At a retail outlet of a major wireless provider, a salesperson was recently heard explaining to a potential buyer why she should consider a smartphone. He went on and on about how a smartphone would allow her to access store coupons and have those coupons scanned at point of sale. Another selling point was how everyday chores, such as banking, could be done on-the-go, and how she would be able find any product or service she wanted, when she wanted, all through her mobile device.
Yes, this might have been the biggest undersell we’ve witnessed in a really long time.
The value of mobile devices, such as smartphones and tablets, as a customer service tool for businesses and their customers are rivaling, if not in some ways, exceeding that of PCs. There really is an app for that–no matter what “that” is, and businesses and their customers are reaping the rewards.
Zengage spoke with companies that are leveraging mobile platforms to deliver affinity- and edge-building value. Combining their collective wisdom, here are five principles for turning mobile apps into effective customer service tools.
1. Create an app that’s purpose-built. It’s not difficult to build an app–or to have one built for you. What’s more challenging is creating an app that serves a real purpose. Whether it’s a couponing system, an engaging game, or an early alert to sales and promotions, apps that provide real value to the customer will be accessed and utilized. Apps that don’t will be ignored or deleted–perhaps along with customers’ reasons for remembering to do business with you.
2. Make sure the apps makes sense on mobile. Not every function lends itself well to mobile platforms. In some cases it’s the platform that’s the limiting factor, and in others it’s customers’ perceptions. Phil Keiken, managing partner and mobile practice lead for UXFACTORY, a digital agency focused on the user experience of emerging technologies, said functions that are linear in nature (Step 1, Step 2, Step 3, etc.) or those in which customers are hitting actual views of data work best in a mobile app environment. Keiken added that functions that are security- and/or privacy-sensitive may not be the best fit for mobile apps–not because data can’t be secured on mobile but because of users’ perception of whether it can be secured. Those perceptions will change as more and more business is done via mobile devices and comfort levels rise.
3. Make customers’ lives easier. Digital Federal Credit Union, based in Marlborough, Mass., has launched an app called Mobile PC Deposit that allows members to deposit a check using the iPhone and Android-based smartphones, among other platforms. This eliminates what was probably the last reason people had to physically visit a bank on a regular basis. That’s making customers’ lives easier and that should be one of the main goals when building mobile apps.
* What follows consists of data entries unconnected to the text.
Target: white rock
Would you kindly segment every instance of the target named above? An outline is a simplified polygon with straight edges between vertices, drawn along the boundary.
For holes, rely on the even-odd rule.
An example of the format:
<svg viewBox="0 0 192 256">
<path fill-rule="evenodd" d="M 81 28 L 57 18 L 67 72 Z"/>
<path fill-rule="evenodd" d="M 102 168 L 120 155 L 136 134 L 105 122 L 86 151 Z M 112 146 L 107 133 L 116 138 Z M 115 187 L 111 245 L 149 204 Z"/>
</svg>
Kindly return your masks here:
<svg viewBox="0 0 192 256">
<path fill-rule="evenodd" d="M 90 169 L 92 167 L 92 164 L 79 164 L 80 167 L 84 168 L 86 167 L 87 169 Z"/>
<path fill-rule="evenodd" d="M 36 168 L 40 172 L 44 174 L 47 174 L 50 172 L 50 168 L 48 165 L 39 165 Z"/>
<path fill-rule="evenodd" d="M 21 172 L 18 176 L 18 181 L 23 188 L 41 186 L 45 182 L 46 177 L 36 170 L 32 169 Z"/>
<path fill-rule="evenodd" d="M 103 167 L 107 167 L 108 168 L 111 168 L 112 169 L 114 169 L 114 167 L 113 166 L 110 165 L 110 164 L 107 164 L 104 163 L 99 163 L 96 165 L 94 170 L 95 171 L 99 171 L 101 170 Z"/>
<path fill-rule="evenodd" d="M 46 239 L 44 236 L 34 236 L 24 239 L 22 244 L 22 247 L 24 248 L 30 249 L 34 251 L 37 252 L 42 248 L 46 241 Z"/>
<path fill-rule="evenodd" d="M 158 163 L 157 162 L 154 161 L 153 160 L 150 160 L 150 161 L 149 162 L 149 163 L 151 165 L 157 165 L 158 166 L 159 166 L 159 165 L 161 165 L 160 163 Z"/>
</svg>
4. Empower employees to more effectively serve customers. Eighty-five percent of Safelite AutoGlass’ customers choose to have technicians travel to their home or business to perform service. Safelite’s IT team has developed a suite of mobile service fulfillment utilities, including an app that provides technicians with guided workflow, real-time work order notification and status, driving directions, and credit card and pre-inspection automation. This is an example of a mobile app suite built from the ground up based on customers’ demonstrated need. The apps have also equated to a gain of one to two jobs per day, per technician.
5. Empower customers to more effectively help themselves. UXFACTORY’s Keiken said the companies he has worked with, including numerous Fortune 500 organizations, are apt to push hard for a model of self-service. For example, he said, an insurance company UXFACTORY consulted with is driving more of its customer service reps’ high-volume call issues into mobile applications, including claims management and processing, access to insurance cards, and communication with roadside service. Applications like this allow customers to support themselves and ease the issue volume on CSRs, he added. Self-service apps have long been used to save businesses time and money, and mobile apps can extend that value exponentially.
With the iPad becoming the fastest-selling consumer device–ever–and the continuing popularity of iPhone, BlackBerry, and Android, mobile platforms are only going to increase in adoption and utility. Smart companies will put significant customer service-focused energy and resources toward smartphone and tablet platforms.